Selain pilihan laptop, tablet harga terjangkau juga bisa diandalkan agar proses belajar online tetap lancar. Orang tua murid tentu bisa memilih alternatif perangkat ini dan tidak melulu mengandalkan laptop. Supaya lebih fleksibel, orang tua murid bisa membelikan anaknya perangkat keyboard tambahan untuk tablet.

Kali ini

mengulas rekomendasi produk tablet harga Rp2 jutaan yang dapat menunjang belajar di rumah. Apa saja? berikut pilihannnya:

 

  1. Samsung Galaxy Tab J

Perusahaan teknologi raksasa asal Korea Selatan, Samsung Electronics memiliki produk tablet harga Rp2 jutaan.

Tablet ini disokong sistem operasi Android 5.1 Lollipop dengan baterai 4.000 mAh. Selain itu, Samsung Galaxy Tab J memiliki layar 7 inci dan sudah didukung jaringan 4G LTE.

Dari sisi dapur pacu, tablet diperkuat oleh cipset Speadtrum SC8830 dan prosesor Quad-core 1.5 GHz Cortex-A7 serta GPU Mali-500MP2 serta dipadukan dengan memori RAM 1.5 GB dan ROM 8GB.

Kapasitas memori itu bisa diperluas sampai 256GB dengan microSD.

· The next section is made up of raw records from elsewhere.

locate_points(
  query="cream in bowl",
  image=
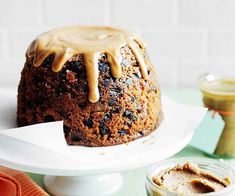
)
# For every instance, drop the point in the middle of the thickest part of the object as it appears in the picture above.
(191, 176)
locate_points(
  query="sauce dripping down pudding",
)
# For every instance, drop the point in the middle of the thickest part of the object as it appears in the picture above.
(91, 42)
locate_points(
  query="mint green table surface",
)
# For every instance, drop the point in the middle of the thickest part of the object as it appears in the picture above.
(204, 139)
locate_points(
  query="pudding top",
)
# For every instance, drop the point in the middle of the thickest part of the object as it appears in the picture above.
(90, 41)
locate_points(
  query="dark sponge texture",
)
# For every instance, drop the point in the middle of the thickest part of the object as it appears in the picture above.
(129, 107)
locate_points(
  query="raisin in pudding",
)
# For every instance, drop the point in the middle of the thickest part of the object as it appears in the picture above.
(98, 80)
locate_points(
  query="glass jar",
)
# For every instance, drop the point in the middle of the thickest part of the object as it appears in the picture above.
(219, 97)
(217, 167)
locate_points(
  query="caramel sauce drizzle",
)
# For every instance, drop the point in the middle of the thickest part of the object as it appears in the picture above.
(91, 41)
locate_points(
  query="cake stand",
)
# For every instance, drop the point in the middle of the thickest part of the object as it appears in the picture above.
(94, 171)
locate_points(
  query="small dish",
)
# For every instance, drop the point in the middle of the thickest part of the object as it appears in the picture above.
(216, 167)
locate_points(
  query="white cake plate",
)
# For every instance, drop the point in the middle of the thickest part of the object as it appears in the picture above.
(96, 171)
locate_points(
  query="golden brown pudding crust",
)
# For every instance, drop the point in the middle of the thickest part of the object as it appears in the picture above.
(129, 107)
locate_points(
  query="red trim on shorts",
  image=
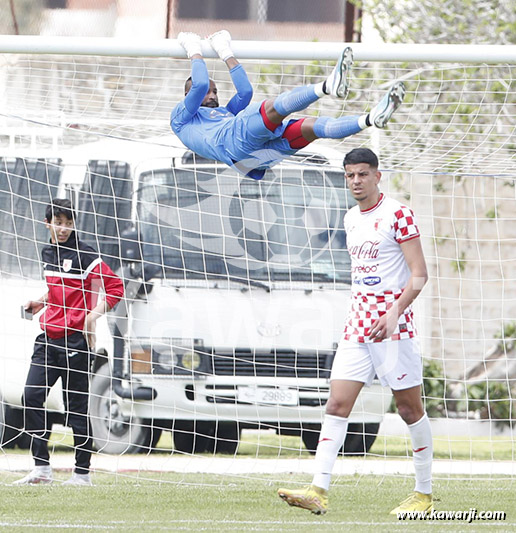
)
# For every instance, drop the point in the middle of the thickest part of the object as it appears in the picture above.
(294, 136)
(266, 120)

Selain itu, Samsung juga menyisipkan satu kamera belakang beresolusi 8MP dengan dukungan autofocus dan LED Flash serta kamera swafoto 2MP.

  1. Lenovo Tab 3 10″

Tablet dibanderol Rp2.290.000 dan memiliki ukuran layar 10,1 inci beresolusi 1920 x 1200 piksel.

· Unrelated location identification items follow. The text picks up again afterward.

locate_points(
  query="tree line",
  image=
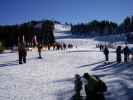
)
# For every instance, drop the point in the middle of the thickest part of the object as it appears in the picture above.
(104, 27)
(11, 34)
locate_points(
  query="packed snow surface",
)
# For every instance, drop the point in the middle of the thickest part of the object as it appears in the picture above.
(51, 78)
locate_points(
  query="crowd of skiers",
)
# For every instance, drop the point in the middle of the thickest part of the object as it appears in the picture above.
(119, 51)
(23, 48)
(93, 86)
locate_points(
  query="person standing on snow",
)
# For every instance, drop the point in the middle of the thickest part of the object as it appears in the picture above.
(39, 50)
(106, 53)
(22, 52)
(118, 54)
(78, 86)
(126, 52)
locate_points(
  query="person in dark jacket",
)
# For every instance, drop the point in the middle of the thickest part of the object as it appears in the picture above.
(106, 53)
(22, 52)
(118, 54)
(126, 52)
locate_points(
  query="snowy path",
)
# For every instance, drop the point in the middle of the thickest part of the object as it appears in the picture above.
(51, 78)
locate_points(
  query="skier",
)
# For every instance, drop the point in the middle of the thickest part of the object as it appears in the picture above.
(22, 51)
(78, 87)
(126, 53)
(118, 54)
(39, 50)
(106, 53)
(94, 88)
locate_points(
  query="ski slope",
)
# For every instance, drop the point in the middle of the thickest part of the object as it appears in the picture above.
(51, 78)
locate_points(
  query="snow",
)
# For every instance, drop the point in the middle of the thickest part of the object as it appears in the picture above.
(51, 78)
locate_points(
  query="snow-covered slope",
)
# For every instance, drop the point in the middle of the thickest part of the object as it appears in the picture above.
(62, 28)
(51, 78)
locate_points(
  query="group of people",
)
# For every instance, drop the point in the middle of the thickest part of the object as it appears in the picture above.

Perangkat didukung sistem operasi Android 6.0.1 Marshmallow. Tablet memiliki dua varian memori yaitu RAM 3GB ROM 64GB dan RAM 2GB ROM 32GB.

Dua varian memori tersebut dipadukan dengan cipset MediaTek MT8161, prosesor Quad-core 1.3 GHz Cortex-A53 serta pengolah grafis Mali-T720MP2.

Lenovo Tab 3 10 inci juga memiliki satu kamera belakang 8MP disokong teknologi autofocus dan fitur Geo-tagging. Lalu kamera swafoto 5MP.

  1. Mi Pad 4

Vendor ponsel asal China, Xiaomi pun menjajal pasar tablet dengan mengeluarkan produk Mi Pad 4 yang dihargai Rp2.160.000.

Tablet ini memiliki kapasitas baterai jumbo 6.000 mAh dan didukung prosesor Qualcomm Snapdragon 660 octa-core.

Selain itu, perangkat memiliki layar IPS 8 inci Full HD. Tablet juga memilik dua varian memori yaitu RAM 3GB ROM 32GB dan RAM 4GB ROM 64GB.

Sementara dari sisi fotografi, Mi Pad 4 disematkan satu kamera belakang 13MP dan kamera depan 5MP.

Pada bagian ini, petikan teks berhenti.